Baby boomer in interviewJob-hunting doesn’t necessarily get easier as you age. In fact, older generations face a unique set of challenges that their younger counterparts don’t. Even if you’re nowhere near ready to retire, hiring managers may be more likely to invest in younger, tech-savvy workers who are willing to accept lower pay. And job-hunting rules have changed significantly in recent years, resulting in a learning curve for anyone who’s more comfortable with the professional world of years past.

That said, Baby Boomers often have a lot to offer that younger generations can’t, including extensive experience, management and mentoring skills, and the ability to stay calm and confident in a crisis. By marketing yourself effectively, you can ensure that your resume stands out from the heap, and that you can continue your career path until you—and no one else but you—decide that it’s time to retire.

Reassess your resume. Surprisingly, this is often where Boomers are surpassed by younger workers who’ve been trained in modern resume-writing techniques. A few things to consider:

  • Your resume is not a journal. You don’t need to tell your life story through your resume, but instead focus on the position you’re after and make sure to highlight the skills and experience relevant to that role.
  • Leave off the outdated objective statement, and instead lead with a three- to five-point summary of your strongest qualifications.
  • Try to avoid going back further than 10 or 15 years in your resume. You can cover your more extensive history in the interview, if the hiring manager is interested.
  • Focus on accomplishments and results rather than a bullet list of your skills.
  • If you’re applying for a job for which you’re overqualified, consider downplaying your title. For example, Senior Vice President of Sales could become Business Development Director or Sales Executive.

Use your network. After being in the workforce for so many years, you’ve undoubtedly built up a solid network of professional contacts. Use this to your advantage. Start by making a list of target companies you’d like to work for, find the names of hiring managers, then send an introductory email letting them know of your interest. Maybe invite them to lunch so you can discuss any future openings and where you might fit in. With any luck, you’ll be able to find out about a position before it’s even posted. The ultimate goal is to be ahead of the competition.

Don’t get stuck in your ways. Disprove the tired old saying, “You can’t teach an old dog new tricks.” It’s important for Boomers to accept changes and show that they can be flexible. A valuable employee of any age will always be willing to learn new skills. Show your commitment to innovation by researching the latest news in your industry and becoming an expert. Let the potential employer know you’re up for a challenge and show that you love to try new things.

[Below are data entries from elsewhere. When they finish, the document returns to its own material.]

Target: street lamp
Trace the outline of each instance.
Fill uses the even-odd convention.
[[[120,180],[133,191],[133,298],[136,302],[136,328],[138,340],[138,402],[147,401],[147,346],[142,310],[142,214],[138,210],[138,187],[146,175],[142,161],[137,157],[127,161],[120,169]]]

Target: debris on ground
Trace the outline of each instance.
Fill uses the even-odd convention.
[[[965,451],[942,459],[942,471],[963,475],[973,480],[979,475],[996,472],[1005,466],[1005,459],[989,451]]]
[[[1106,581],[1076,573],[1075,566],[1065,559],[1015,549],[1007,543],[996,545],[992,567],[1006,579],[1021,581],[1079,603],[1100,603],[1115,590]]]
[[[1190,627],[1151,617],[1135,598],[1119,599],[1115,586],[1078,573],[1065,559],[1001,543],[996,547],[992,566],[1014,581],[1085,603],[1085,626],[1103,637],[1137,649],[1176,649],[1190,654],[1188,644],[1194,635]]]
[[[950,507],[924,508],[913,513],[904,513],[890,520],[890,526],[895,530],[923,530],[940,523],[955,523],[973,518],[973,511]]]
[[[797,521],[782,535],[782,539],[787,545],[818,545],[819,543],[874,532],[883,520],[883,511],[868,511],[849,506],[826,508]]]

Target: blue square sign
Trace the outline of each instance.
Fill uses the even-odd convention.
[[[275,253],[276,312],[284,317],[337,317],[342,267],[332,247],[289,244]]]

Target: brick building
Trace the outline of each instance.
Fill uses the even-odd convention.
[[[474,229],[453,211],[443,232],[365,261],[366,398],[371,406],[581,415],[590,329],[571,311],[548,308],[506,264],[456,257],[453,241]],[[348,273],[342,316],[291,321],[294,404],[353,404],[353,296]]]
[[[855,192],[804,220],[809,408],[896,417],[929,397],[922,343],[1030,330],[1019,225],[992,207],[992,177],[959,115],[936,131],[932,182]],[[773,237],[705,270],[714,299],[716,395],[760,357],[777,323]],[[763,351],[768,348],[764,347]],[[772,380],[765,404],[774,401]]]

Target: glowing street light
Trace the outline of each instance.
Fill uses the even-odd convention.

Dress the part. Baby Boomers arguably appreciate appropriate work wear more than younger generations that are accustomed to casual dress codes. But this isn’t always about ironing your shirt properly or investing in a good suit. A poorly chosen outfit or hairstyle could make you seem old-fashioned or out-of-touch. If it’s been years since your last image update, consider investing in a minor makeover to communicate that you are youthful, energetic, and confident.

Recognize that you may need to take a step back. Sometimes, you need to be willing to take a step back in order to learn new things. You have years of experience, but if you want to try a new role and acquire new skills, you may have to accept a slight decrease in salary and/or responsibility.

Adjust your attitude. There’s a good chance that the person interviewing you may be young enough to be your child. You may get the sense that they’re not respectful or appreciative of your past accomplishments, regardless of whether or not they’re relevant to the role. Rather than go into the interview with an attitude of entitlement, show your interviewer the same respect that you hope to receive—regardless of age.